In a little over a minute, a lifeguard supervisor had launched the drone, spotted the boys, flew it over to them, and remotely dropped the flotation device. The boys were able to grab it and swim to shore. Here's the footage:
The drone is manufactured by a company called Little Ripper Lifesaver, founded by Kevin Weldon after he witnessed a drone canvassing the streets of New Orleans after Hurricane Katrina and realized its lifesaving potential. The Marine Pod dropped over Lennox Head contained a water-triggered flotation device, which is repackable and reusable. The company is now testing a saltwater-activated electromagnetic shark repellent device, with plans to include that in future kits.
Little Ripper also makes a Land Pod, which contains an automatic defibrillator, a location beacon, a thermal blanket, a radio, a highly-visible rescue banner and a first aid kit. Lastly they make a Snow Pod, which adds skin warmers and energy bars to the Land Pod.

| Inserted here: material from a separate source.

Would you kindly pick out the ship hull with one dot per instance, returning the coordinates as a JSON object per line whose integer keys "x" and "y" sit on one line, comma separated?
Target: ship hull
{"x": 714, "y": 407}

Lennox Head received the drone as part of a trial set up by an organization called Surf Life Saving NSW and the New South Wales Government. According to ABC News,
Surf Life Saving NSW project manager for unmanned aerial vehicles (UAV), Kelvin Morton, said the project was a world-first.
"These UAVs that we're using to drop these inflatable pods is innovative, and we know that most or all of the lifesaving organisations around the world are stepping back and waiting to see how this goes."
Mr Morton said the drones gave surf lifesavers a new advantage. "It gives them eyes across the water at a height of 60 metres and they can move at 50 kilometres an hour," he said.
"They've never had that ability before. They can see things in the water that a jet-ski simply cannot."